Through my involvement with the New York National Speakers Association (NYNSA), I meet in person with three colleagues every other Monday morning. We each have a business that includes professional speaking and share our progress in securing speaking engagements. At each meeting, we commit to specific action items for the upcoming weeks and report on previous commitments. There’s a lot to be said for making others and yourself accountable!
Last week, when reporting our progress, the question was posed, “Did you get paid for that engagement?” Of course, as professionals who are in business to turn a profit, the preferred answer is, “Yes.” Yet we all agreed that doing some pro bono work is part of the cost of doing business, and we can find ways to make that work worthwhile. We may, for example, speak at national conference sessions or at local business meetings in which we might or might not receive an honorarium. When we do for others—in our case, sharing our expertise as professional speakers or presenters—we want to benefit. Dollars, of course, are one way.
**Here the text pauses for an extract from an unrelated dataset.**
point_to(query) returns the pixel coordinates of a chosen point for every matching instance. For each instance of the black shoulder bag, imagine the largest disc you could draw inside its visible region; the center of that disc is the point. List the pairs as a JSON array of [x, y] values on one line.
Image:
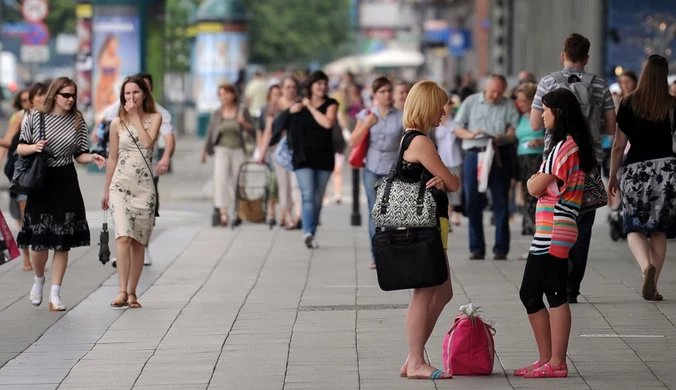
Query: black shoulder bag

Yet there are other ways we can benefit. We can be introduced to an audience of potential clients. We can be considered for future engagements that have budgets. We can use the opportunity to introduce our products and services. We can request referrals. And public relations both before and after the event can widen our exposure to new audiences.
In preparation for an upcoming speaking engagement with the Rochester Professional Consultants Network (RPCN), program coordinator Brian Kane created and posted a video featuring co-presenter Ruth Thaler-Carter and me. This promotional tool has opened my mind to the many forms of payment that are available.
The next time you do pro bono work, request payment that is meaningful to you. And when you ask others to do pro bono work for you or your organization, find ways to repay them for their generosity. We need to remember that giving and receiving are two sides of the same coin.